Enfin. Après un an sans compétition, les escrimeurs retrouvent les pistes internationales en ce mois de mars. Les sabreurs ont eu l’honneur de tirer les premiers, la semaine dernière à Budapest, avant les épéistes, qui sont dedans depuis vendredi à Kazan. Pour le fleuret, rendez-vous en fin de semaine à Doha. Enzo Lefort en sera, bien sûr. Le champion du monde 2019, comme tous ses coéquipiers de l’équipe de France, joue une place en individuel aux JO de Tokyo sur ce week-end. Il y en a trois à prendre, alors que les Bleus sont déjà qualifiés par équipe. Joint avant d’embarquer pour le Qatar, ce lundi, Lefort raconte à 20 Minutes sa hâte de remettre le masque et comment il a mis à profit - quand même - ces derniers mois incertains.

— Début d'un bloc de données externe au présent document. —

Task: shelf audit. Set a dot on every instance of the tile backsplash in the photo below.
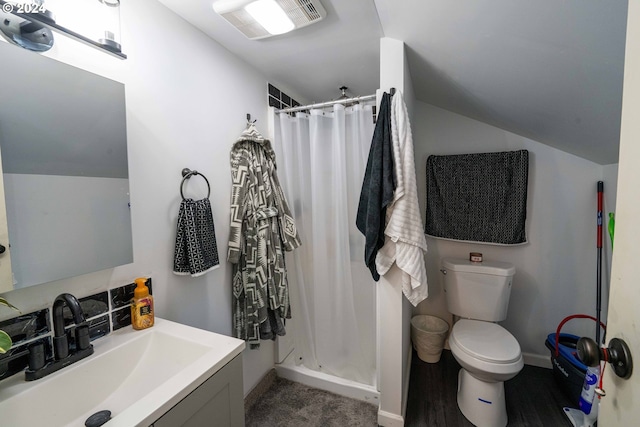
(105, 312)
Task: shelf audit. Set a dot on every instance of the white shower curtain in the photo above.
(321, 162)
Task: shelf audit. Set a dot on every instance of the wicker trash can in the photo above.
(428, 334)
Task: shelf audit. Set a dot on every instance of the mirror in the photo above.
(64, 165)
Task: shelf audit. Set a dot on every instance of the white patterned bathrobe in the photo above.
(262, 228)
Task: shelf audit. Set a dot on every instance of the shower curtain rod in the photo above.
(326, 104)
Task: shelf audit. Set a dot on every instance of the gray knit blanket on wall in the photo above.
(478, 197)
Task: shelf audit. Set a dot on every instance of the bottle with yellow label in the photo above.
(141, 306)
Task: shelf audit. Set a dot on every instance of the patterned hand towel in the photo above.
(196, 251)
(478, 197)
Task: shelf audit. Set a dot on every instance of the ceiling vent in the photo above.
(300, 13)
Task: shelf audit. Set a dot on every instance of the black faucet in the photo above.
(63, 354)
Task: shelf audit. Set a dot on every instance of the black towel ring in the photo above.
(188, 173)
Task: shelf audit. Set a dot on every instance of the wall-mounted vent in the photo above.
(300, 12)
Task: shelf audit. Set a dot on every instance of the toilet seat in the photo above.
(485, 341)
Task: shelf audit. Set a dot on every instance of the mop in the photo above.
(587, 415)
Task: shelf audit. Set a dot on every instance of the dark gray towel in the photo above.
(196, 251)
(378, 187)
(478, 197)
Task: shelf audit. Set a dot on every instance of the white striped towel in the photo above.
(405, 243)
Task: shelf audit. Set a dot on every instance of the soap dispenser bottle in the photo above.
(141, 306)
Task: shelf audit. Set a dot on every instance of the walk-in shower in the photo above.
(322, 154)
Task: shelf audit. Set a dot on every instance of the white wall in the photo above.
(394, 310)
(556, 269)
(620, 407)
(187, 100)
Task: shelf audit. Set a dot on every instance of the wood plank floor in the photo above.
(533, 398)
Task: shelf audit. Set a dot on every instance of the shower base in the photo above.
(323, 381)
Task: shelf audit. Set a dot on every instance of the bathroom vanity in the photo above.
(167, 375)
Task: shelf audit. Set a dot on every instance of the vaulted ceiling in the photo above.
(549, 70)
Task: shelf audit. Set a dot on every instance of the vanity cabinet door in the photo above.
(217, 402)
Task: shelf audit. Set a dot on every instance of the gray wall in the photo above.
(556, 269)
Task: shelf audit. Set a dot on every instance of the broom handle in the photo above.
(599, 264)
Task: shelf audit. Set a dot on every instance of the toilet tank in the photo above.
(477, 290)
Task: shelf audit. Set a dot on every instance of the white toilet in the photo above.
(478, 295)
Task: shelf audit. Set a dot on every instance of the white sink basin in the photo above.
(137, 375)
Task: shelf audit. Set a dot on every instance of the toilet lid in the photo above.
(486, 341)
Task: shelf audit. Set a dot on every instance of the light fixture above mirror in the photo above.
(259, 19)
(93, 22)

Votre sport est à l’arrêt depuis un an. A quoi ont ressemblé ces douze derniers pour vous ?
Après le premier confinement, la reprise a été très progressive. Elle évoluait en fonction de la situation sanitaire, comme pour tout le monde. On a repris l’entraînement en mai, dans un premier temps en extérieur, et seulement ensuite on a eu l’autorisation d’entrer dans l’Insep, où on a enfin pu se remettre à l’escrime. On savait à ce moment-là qu’il n’y aurait pas de compétition avant octobre. Au départ la reprise était prévue à la fin de ce mois-là, puis ça a été fin décembre, puis janvier… Et là, on sait depuis la mi-janvier qu’on a cette compétition à Doha.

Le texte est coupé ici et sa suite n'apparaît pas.